Even though there seems to be a clear parking dilemma, it's clear that RIT has its hands full when it comes to construction. At this moment in time, the school is still working to complete the MAGIC Center and the Alumni House. A new parking lot — with costs upwards of $100,000 — might not be the most feasible, especially considering all of the other factors that impact construction.
Though RIT has been focused more on constructing new buildings in the past few years rather than more parking lots, the school has put effort into providing alternative options for getting around campus. The bike-share program initiated last year, for example, allowed students to borrow bikes for a period of time and then return them to a designated bike rack. Though this program was largely unsuccessful last year (due to students mishandling the bikes), a different program, Pace, has been established this year. Pace is Rochester's current bike share program, which means that students now have the ability to ride the borrowed bikes around campus and all over the city. This not only cuts down on the time it takes to get to class, but eliminates the issue of needing a place to store a bike.

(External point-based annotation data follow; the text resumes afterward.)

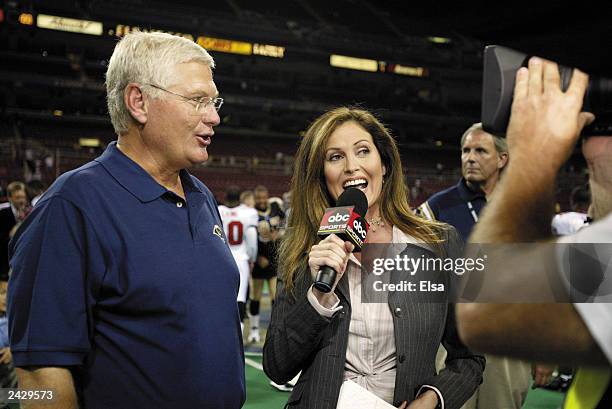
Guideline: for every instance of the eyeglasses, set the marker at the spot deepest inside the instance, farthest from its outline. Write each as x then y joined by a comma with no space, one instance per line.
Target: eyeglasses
200,104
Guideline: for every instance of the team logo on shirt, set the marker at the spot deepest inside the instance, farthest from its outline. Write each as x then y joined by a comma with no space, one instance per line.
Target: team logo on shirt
217,231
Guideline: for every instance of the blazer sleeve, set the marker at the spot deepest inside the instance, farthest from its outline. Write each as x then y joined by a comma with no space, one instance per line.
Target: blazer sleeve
295,331
462,375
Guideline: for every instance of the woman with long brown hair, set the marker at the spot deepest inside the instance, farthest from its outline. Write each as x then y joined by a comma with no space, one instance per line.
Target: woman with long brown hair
389,348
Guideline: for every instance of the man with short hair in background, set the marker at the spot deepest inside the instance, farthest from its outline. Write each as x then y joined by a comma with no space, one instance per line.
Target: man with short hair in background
483,158
11,213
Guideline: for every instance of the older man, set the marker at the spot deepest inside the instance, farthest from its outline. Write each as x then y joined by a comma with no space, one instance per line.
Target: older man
123,292
546,119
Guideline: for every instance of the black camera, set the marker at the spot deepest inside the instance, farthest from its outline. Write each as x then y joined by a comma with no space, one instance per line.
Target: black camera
500,66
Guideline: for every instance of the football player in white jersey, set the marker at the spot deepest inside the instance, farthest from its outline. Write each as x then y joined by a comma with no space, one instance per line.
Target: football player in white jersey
240,226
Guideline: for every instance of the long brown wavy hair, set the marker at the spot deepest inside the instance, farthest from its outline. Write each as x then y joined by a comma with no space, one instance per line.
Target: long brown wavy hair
310,197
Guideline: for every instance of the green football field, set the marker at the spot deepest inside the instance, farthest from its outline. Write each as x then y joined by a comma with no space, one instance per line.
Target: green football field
260,395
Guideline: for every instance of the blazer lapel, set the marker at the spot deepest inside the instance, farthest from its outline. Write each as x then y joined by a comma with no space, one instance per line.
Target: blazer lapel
342,288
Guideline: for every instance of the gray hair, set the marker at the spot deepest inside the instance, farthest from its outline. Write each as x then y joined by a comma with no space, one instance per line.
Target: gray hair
501,146
146,58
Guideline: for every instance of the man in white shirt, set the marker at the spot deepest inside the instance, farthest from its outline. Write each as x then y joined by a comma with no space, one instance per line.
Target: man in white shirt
240,226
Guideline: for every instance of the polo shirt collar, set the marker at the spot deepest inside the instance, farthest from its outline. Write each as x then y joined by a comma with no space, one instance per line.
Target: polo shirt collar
134,178
468,194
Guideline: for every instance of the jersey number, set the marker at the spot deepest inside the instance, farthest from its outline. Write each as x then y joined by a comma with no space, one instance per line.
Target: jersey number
234,234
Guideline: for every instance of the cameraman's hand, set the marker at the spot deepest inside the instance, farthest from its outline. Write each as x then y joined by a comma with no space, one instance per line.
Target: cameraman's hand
545,122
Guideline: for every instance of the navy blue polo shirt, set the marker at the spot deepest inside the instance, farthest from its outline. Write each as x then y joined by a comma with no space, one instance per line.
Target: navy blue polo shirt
130,286
456,206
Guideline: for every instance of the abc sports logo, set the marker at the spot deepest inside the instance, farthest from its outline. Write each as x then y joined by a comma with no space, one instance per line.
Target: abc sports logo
338,217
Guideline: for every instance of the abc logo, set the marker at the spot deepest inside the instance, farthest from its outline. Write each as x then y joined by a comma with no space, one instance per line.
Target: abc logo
338,218
359,228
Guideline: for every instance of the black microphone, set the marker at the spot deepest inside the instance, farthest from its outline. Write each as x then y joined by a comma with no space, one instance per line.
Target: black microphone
347,221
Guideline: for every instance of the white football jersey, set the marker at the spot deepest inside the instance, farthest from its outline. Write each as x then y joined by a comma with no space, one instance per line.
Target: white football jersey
240,226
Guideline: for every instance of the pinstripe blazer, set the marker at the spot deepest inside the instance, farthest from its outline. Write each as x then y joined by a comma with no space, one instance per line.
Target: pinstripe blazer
299,339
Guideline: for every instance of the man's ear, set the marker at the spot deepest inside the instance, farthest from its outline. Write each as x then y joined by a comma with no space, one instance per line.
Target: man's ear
503,160
135,103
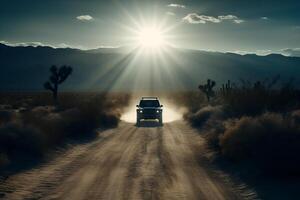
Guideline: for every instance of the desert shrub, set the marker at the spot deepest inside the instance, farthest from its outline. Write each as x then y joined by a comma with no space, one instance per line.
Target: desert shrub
258,98
271,141
18,139
32,130
206,113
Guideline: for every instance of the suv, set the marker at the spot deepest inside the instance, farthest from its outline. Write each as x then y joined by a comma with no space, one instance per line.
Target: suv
149,108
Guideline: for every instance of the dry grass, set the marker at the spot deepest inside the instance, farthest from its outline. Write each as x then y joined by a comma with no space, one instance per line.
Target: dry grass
271,141
31,124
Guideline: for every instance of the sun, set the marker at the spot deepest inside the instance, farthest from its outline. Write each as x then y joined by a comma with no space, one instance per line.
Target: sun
151,37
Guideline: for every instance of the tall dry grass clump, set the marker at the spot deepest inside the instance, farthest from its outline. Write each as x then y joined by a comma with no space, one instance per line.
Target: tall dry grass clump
271,141
30,128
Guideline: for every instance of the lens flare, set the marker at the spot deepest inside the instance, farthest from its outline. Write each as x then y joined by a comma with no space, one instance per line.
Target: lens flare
151,37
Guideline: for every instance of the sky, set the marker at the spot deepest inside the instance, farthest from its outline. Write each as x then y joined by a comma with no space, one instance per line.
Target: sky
259,26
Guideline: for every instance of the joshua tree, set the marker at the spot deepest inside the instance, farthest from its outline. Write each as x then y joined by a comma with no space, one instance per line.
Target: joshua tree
226,88
207,89
58,76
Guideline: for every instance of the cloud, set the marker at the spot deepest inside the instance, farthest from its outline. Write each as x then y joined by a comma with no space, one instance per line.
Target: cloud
194,18
39,44
292,52
227,17
174,5
238,21
295,52
170,13
84,18
24,44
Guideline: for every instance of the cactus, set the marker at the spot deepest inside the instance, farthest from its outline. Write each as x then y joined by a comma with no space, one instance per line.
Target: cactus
58,76
207,89
226,88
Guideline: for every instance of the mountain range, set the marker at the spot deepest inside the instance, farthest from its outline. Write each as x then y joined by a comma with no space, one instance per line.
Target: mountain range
128,69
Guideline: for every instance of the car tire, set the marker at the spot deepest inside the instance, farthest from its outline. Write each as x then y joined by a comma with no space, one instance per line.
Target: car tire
160,120
138,121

Students who bring their own bikes to campus know how crowded the bike racks can get, especially near the dorms.
While RIT students might feel the parking situation here could be improved, other schools also have parking complications. Many would be surprised to hear that the price of a parking permit here is relatively affordable compared to that of other schools, and we also have more parking space, too.
Take Cornell University, for example.
“The parking permits here are around $800 a semester for students living on campus,” said Aaron Harbach, a third year Animal Science major at Cornell. “There are so few parking lots, though, and the permits are always oversold, leaving some students who brought cars without a place to park."

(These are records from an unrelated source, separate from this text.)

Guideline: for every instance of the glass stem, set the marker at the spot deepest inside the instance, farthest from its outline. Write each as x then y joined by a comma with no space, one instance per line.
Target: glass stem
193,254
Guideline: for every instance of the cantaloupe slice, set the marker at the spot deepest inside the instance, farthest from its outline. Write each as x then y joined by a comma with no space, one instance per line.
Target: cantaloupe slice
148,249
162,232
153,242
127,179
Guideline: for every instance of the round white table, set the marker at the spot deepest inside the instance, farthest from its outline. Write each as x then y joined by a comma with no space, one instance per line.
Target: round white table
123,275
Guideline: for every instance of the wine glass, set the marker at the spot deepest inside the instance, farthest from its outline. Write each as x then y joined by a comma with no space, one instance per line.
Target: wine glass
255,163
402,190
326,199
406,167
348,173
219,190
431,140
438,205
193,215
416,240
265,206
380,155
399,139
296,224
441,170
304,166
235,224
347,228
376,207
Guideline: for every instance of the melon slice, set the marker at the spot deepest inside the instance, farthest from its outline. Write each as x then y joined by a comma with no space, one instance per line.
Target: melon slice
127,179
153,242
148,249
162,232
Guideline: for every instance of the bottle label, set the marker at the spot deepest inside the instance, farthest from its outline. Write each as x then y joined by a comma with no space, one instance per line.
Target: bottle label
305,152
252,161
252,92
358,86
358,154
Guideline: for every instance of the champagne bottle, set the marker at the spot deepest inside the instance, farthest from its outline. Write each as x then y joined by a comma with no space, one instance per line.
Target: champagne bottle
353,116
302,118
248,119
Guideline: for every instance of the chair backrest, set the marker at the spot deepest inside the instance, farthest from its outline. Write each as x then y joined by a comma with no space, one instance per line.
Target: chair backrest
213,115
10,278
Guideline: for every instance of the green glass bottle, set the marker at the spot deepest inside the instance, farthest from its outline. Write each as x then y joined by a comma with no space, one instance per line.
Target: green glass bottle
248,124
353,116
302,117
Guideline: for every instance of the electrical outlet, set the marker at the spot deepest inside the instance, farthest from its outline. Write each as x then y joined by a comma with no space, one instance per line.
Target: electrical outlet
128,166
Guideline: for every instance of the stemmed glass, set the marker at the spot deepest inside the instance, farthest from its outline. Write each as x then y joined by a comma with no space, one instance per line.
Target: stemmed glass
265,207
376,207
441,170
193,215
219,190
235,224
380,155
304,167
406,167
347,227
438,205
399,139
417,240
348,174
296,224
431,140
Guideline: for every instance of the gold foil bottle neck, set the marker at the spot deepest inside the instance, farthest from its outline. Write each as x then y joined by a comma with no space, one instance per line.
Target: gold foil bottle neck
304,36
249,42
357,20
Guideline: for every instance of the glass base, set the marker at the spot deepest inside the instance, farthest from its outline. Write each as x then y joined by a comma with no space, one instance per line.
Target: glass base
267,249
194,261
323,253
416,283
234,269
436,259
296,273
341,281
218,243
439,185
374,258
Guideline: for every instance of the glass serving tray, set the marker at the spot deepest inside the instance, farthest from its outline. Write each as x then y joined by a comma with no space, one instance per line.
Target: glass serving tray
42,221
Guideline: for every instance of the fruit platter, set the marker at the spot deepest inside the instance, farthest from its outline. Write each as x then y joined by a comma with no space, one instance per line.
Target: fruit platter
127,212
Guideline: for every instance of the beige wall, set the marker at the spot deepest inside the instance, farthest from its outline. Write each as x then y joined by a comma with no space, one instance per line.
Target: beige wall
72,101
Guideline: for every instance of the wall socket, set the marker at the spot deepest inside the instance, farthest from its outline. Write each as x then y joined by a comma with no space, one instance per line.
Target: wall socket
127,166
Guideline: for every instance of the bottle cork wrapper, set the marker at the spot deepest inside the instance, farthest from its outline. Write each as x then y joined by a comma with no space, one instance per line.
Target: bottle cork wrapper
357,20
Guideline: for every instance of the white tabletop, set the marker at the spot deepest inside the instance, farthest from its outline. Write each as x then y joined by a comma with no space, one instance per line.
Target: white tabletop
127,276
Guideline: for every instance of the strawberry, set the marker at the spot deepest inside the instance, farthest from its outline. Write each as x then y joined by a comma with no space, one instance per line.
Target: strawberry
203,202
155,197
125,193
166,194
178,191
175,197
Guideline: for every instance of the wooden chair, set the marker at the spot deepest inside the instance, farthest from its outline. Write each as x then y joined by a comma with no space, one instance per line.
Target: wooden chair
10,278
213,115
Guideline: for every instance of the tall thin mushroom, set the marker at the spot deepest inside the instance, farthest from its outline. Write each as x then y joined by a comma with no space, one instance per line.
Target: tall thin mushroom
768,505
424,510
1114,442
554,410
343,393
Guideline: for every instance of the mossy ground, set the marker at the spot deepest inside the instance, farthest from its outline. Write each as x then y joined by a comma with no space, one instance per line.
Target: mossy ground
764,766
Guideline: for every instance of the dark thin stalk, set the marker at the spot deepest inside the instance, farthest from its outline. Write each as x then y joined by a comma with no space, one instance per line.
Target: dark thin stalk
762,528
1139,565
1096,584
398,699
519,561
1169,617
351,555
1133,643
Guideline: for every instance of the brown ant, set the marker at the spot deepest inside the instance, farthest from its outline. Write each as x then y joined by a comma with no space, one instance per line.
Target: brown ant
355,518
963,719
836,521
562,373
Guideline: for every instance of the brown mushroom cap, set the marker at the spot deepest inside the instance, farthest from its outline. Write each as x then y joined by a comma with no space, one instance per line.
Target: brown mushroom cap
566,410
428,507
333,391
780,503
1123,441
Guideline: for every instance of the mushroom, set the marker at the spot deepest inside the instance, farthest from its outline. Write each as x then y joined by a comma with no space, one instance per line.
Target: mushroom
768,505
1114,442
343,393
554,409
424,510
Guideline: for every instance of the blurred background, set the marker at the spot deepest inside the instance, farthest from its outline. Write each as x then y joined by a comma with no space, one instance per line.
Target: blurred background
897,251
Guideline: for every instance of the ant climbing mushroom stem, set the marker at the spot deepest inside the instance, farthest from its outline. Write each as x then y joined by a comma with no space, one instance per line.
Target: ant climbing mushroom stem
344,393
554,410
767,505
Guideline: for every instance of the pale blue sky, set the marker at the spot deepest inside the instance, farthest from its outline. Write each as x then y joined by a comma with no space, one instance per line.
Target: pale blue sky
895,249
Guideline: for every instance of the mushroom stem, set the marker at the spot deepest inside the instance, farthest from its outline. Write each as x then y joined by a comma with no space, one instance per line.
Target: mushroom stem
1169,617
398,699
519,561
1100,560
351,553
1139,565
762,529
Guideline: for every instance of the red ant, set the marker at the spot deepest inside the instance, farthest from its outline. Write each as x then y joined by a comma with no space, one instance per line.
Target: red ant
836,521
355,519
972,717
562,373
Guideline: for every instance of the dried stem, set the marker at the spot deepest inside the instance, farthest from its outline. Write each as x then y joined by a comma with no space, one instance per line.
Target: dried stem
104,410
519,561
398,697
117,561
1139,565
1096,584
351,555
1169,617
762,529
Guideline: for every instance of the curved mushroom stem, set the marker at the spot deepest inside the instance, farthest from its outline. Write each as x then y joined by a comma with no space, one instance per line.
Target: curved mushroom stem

Harbach continued to describe the fines and citations Cornell doles out.
“They are pretty strict about parking citations here, too,” he said. “I once got a $30 fine for parking in a nearly empty lot on the weekend. I’ve seen a student’s car get towed because they never paid their tickets on time and just let them build up.”
Not only are parking permits more expensive and less available, but the driving conditions are potentially more hazardous. Cornell's campus is very hilly and the roads are long and winding. RIT is fortunate to have a flat campus. Though the winters are long and rough here, driving up and down steep hills and going around sharp turns in the ice and snow just to get to class isn't something students here have to deal with
At Pennsylvania State University, the situation isn’t much different. Grace Chestnut, a third year Biobehavioral Health major at Penn State, discussed her experiences.
“For my living area, it costs $320 a semester to park. It’s really expensive, but my car is right outside my building, so there are ups and downs,” she said. “There are cheaper parking permits available, but this campus is huge and I would have to park about a mile away from where I live.”
Penn State's campus is in an extremely rural area. While there are some things to do in town, driving 10 minutes off campus leads to a more remote area. To students who are not from the area, it seems like a necessity to have a car on campus.
RIT, on the other hand, might be in a somewhat rural area, but downtown Rochester and many other hotspots close by are easily accessible by bus. Plus, the campus is only a quarter of the size of Penn State. You could technically park in most lots on campus and not have to walk more than 20 minutes to get where you need to be.
What to Expect
While it doesn't seem like much is changing in regard to this situation, it's important to keep in mind that RIT is not the only school dealing with this issue. At the same time, RIT is rapidly improving and expanding, which is something everyone can get excited about.
Besides, more parking lots to accommodate for the new construction can potentially be expected in the near future. The only way to find out is to wait and see.